This Ain’t the Panama Canal

“A Man, a Plan, a Canal – Panama”

The lovely palindrome suggests that the building of the Panama Canal was planned and executed in a rather neat and reversible way. So when I consider my development process which is kinda haphazard, I feel a bit inadequate and envious. Fortunately, a quick glance at the Wikipedia entry on the building of the Panama Canal suggests that its 33 year construction was not without drama, difficulty or incompetence. Ferdinand de Lesseps, the man with the plan, was sentenced to go to jail for his role, but never actually did.
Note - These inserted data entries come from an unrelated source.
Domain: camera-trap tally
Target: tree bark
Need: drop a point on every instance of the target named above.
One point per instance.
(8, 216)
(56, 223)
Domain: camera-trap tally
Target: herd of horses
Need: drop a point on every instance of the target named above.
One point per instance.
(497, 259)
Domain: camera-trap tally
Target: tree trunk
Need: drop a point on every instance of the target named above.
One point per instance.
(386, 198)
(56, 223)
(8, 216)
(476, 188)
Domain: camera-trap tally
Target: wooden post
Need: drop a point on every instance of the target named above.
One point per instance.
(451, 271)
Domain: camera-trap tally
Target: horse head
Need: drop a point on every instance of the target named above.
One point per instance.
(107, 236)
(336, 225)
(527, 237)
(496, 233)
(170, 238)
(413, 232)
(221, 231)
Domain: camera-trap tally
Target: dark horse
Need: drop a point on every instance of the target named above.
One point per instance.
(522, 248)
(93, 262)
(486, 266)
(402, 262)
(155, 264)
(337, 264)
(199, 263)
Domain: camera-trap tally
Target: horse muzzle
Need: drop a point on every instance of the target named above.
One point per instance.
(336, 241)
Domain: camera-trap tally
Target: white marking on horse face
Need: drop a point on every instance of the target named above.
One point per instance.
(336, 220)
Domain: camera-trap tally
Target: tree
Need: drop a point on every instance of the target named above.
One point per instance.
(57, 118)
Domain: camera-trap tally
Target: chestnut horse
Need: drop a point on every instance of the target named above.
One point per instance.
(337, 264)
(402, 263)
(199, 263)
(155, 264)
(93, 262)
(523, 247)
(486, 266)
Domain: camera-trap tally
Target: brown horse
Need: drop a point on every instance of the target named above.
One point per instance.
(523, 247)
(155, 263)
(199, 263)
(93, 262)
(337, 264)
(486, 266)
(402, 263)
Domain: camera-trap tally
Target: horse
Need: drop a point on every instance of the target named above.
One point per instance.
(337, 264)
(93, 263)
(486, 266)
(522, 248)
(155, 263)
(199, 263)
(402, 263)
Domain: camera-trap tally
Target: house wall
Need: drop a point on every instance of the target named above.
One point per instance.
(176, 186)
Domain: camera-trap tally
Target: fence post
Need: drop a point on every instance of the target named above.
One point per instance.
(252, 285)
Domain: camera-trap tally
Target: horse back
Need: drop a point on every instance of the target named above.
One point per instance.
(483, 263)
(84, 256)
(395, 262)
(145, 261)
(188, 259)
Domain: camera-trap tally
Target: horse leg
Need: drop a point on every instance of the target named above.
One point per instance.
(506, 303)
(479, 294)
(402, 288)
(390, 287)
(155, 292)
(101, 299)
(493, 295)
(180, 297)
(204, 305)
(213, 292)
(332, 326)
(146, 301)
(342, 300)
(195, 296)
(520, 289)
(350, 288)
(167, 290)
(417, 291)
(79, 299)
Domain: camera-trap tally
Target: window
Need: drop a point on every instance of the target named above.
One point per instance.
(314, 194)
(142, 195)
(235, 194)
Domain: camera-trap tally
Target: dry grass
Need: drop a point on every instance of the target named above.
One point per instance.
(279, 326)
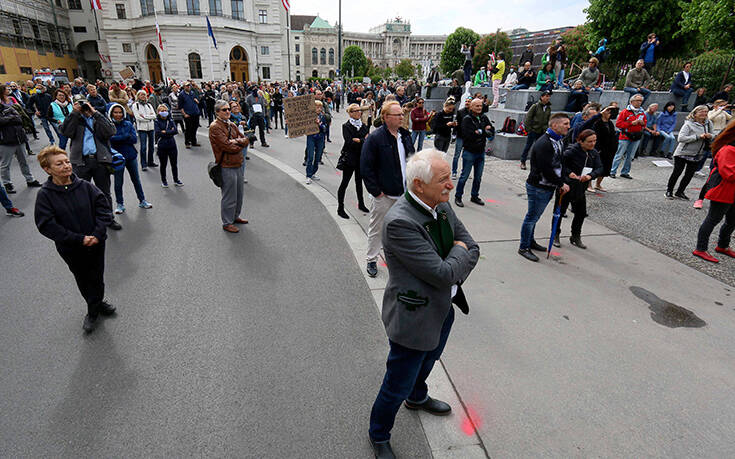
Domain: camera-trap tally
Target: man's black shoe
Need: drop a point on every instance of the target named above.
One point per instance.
(433, 406)
(89, 324)
(536, 246)
(372, 268)
(106, 309)
(527, 254)
(382, 450)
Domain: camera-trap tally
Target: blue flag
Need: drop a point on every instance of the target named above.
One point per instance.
(211, 33)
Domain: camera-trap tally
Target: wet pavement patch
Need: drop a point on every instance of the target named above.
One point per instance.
(666, 313)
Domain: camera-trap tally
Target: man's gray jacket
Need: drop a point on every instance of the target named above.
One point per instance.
(418, 295)
(74, 127)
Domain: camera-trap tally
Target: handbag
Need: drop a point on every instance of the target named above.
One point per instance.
(214, 169)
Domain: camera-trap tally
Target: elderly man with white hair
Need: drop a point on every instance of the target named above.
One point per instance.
(429, 254)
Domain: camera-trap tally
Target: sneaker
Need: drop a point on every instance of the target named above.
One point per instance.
(705, 256)
(14, 212)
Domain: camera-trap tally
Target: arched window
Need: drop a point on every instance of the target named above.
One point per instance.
(195, 66)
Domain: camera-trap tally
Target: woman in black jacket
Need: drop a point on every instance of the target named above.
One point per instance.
(580, 164)
(75, 215)
(354, 132)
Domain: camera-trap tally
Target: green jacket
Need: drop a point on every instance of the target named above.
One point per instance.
(537, 118)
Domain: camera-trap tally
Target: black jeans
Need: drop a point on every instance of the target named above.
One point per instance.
(578, 202)
(190, 134)
(164, 156)
(680, 164)
(88, 266)
(91, 170)
(346, 176)
(717, 210)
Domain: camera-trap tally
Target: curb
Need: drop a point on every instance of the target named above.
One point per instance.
(455, 439)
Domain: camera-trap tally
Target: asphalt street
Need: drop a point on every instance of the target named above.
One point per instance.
(265, 343)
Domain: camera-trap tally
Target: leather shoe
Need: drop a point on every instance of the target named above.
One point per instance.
(538, 247)
(382, 450)
(527, 254)
(433, 406)
(106, 309)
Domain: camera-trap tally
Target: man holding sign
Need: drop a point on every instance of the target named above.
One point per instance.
(256, 106)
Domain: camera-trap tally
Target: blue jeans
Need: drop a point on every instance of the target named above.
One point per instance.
(458, 145)
(470, 160)
(146, 148)
(538, 199)
(642, 91)
(627, 149)
(47, 128)
(4, 199)
(405, 379)
(132, 166)
(314, 150)
(62, 138)
(421, 135)
(530, 140)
So that makes me feel better. The first Extended Stats site started as a few Python scripts. I spent years running them nightly and uploading them to free hosting sites, which were universally shitty, resulting in my decision to host the site at home. Maybe only a year after that I rewrote the scripts as a proper web site. Between the shitty free hosting and the world’s mistrust of dynamic DNS, the site name kept changing. As web users continue to expect more (e.g. https) and I become more professional in my approach, it continues to evolve.

The same thing is happening with the new site. I spent a good deal of 2015 and 2016 thinking “I should make a new site”, then a good deal of 2017 thinking “hmm, what would be the best way?” And then I spent a few more months trying to get those ideas to work. It was only in June 2018 that the technology started to work for me. About then I realised that Node.js, which I had chosen to write the server-side in, was not one of my talents. So I wrote some fairly bad Node code for a while, and maybe I am still doing so. Though it’s a few months since I’ve found a way I like better.
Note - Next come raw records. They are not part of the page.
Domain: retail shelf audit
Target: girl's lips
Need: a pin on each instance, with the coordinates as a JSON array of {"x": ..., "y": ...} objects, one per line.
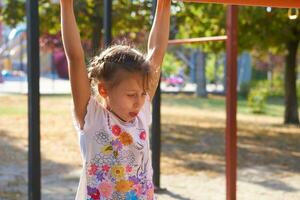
[{"x": 133, "y": 114}]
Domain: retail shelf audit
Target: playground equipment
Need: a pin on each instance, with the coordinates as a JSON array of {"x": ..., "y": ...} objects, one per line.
[
  {"x": 13, "y": 56},
  {"x": 34, "y": 174}
]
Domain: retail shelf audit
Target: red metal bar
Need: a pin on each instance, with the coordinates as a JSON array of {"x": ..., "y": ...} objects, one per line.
[
  {"x": 231, "y": 102},
  {"x": 265, "y": 3},
  {"x": 197, "y": 40}
]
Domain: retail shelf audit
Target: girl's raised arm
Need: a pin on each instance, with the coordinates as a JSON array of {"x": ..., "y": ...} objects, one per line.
[
  {"x": 80, "y": 84},
  {"x": 158, "y": 42}
]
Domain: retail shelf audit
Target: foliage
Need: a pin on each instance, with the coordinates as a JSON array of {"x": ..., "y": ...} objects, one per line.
[
  {"x": 261, "y": 91},
  {"x": 171, "y": 65},
  {"x": 257, "y": 99}
]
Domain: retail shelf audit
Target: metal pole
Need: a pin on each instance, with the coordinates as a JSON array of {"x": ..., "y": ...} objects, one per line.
[
  {"x": 34, "y": 158},
  {"x": 156, "y": 129},
  {"x": 231, "y": 102},
  {"x": 107, "y": 22}
]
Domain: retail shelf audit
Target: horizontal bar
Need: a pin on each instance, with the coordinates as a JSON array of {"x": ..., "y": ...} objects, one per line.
[
  {"x": 264, "y": 3},
  {"x": 197, "y": 40}
]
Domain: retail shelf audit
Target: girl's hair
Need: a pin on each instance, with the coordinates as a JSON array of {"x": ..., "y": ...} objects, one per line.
[{"x": 105, "y": 67}]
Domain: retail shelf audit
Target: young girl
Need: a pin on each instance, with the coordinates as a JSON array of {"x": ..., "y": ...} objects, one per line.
[{"x": 114, "y": 134}]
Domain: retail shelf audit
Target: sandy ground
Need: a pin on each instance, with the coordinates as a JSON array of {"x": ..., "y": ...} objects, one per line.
[
  {"x": 258, "y": 183},
  {"x": 192, "y": 163}
]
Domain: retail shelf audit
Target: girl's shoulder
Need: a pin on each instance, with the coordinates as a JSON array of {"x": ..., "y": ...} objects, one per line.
[{"x": 94, "y": 113}]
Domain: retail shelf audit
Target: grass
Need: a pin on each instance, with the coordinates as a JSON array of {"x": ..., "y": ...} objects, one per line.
[
  {"x": 192, "y": 136},
  {"x": 274, "y": 106}
]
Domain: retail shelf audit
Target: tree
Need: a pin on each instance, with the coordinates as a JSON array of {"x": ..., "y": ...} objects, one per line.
[
  {"x": 131, "y": 19},
  {"x": 266, "y": 31}
]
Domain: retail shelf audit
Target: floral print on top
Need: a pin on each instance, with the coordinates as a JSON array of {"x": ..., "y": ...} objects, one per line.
[{"x": 117, "y": 164}]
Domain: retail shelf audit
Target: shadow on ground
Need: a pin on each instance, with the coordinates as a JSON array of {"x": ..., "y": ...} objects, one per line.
[{"x": 14, "y": 172}]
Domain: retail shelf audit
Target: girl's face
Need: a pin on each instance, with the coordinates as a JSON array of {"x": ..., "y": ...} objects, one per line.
[{"x": 127, "y": 98}]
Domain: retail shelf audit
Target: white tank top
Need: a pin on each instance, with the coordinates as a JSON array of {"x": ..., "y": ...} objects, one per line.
[{"x": 116, "y": 155}]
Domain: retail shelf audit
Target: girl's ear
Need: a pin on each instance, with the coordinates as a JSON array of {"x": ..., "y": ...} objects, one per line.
[{"x": 102, "y": 89}]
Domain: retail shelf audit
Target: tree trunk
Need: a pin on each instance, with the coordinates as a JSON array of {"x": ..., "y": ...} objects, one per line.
[
  {"x": 291, "y": 104},
  {"x": 96, "y": 37}
]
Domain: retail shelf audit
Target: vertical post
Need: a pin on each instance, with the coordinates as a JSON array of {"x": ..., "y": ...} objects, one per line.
[
  {"x": 155, "y": 129},
  {"x": 33, "y": 72},
  {"x": 231, "y": 102},
  {"x": 107, "y": 22}
]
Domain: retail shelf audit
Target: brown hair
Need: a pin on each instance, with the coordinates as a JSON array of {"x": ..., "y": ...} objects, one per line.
[{"x": 105, "y": 66}]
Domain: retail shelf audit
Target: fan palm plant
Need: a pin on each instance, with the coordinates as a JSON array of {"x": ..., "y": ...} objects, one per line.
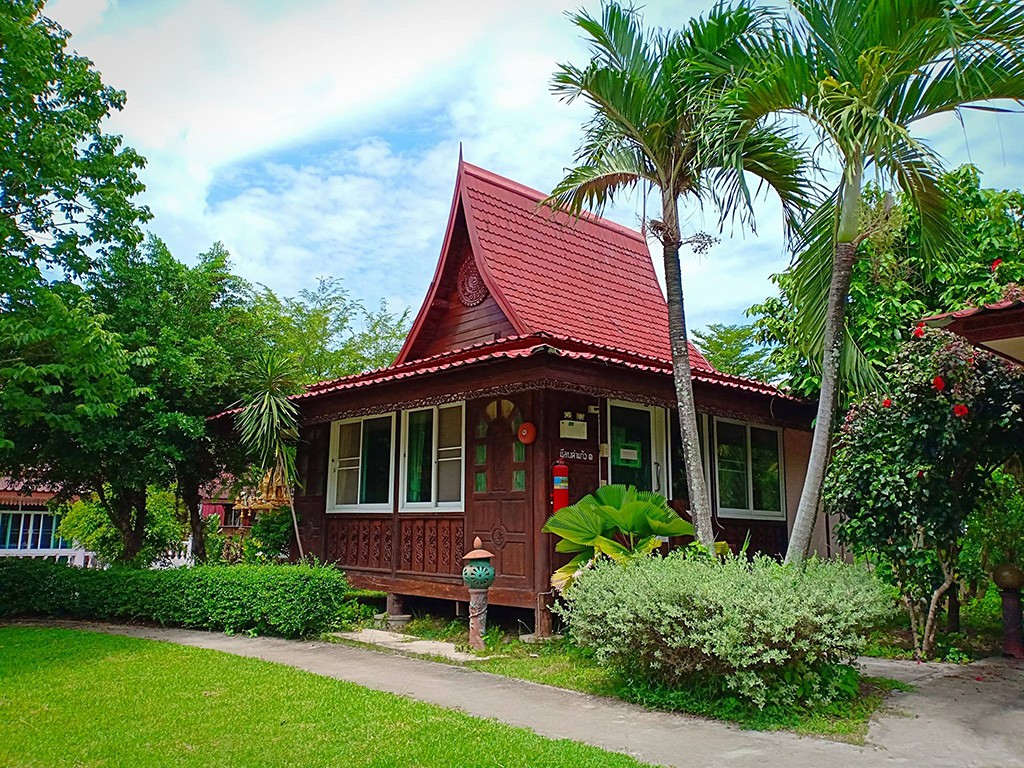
[
  {"x": 864, "y": 73},
  {"x": 268, "y": 423},
  {"x": 616, "y": 521},
  {"x": 656, "y": 124}
]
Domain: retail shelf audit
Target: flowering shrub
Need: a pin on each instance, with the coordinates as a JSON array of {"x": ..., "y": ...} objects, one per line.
[
  {"x": 290, "y": 600},
  {"x": 910, "y": 466},
  {"x": 761, "y": 631}
]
Similar things happened with the web pages. Although I am competent with Angular, when I started I didn’t know what I wanted on the pages, and I still don’t, really. However they are slowly converging. Whenever I write a new page there are some bits I like and some bits that are horrible. When I’m done, I take the bits that I like and put them into a library on NPM, and use them again later. That makes it easier to re-use those ideas on later pages, or on revisions of existing pages.

So this morning I sat down, determined to put the Plays Of Games Owned table into the new site. The first task was to find the right place for it, which would be on an existing page which already has the correct data. I looked at the Owned Games page, and noticed that it was the first page where I had implemented the pattern of the page loading a set of data, and multiple components rendering their views on it. However some code from that page had been put into a library, so I fixed up the page to use the library and stuck in a loader component while I was there (the coloured bobbles that indicate that the data hasn’t arrived yet).

However the Owned Games page doesn’t have plays data, so it’s not the right page for that table. So I next considered the Favourites table, which does include plays. The selector isn’t quite right though, as the Favourites table defaults to games played and rated, and isn’t anything to do with owning them.

The Favourites page one of the first pages to use Vega charts, so it had a Charts button that you could click on to get to the charts. That preceded the way I do it now where each chart appears on the page as its own thing, and uses the data the page provides. So I moved those charts out onto the main Favourites page, and wired them up to receive the data. Then I noticed that the Favourites page was the one where you can change the selector, but the new selector was injected into the table, rather than into the page. So I went back to the library and changed the way the config component worked, so now you can change the selector on the Favourites page, and the table and all of the charts update. It’s still clunky, but it works. Oh, and the Favourites page had one of the old-style tables without the handy header bar, so I fixed that up as well.

And that’s why it’s now late afternoon and I have not yet achieved the first thing I set out to do today. The site has evolved a little, and I look forward to wiring the selector changer into other pages, and hopefully making it nicer when I do so. I’ll see if I get to try again tomorrow.

“A man, no plan, a clusterfuck, a clean up.”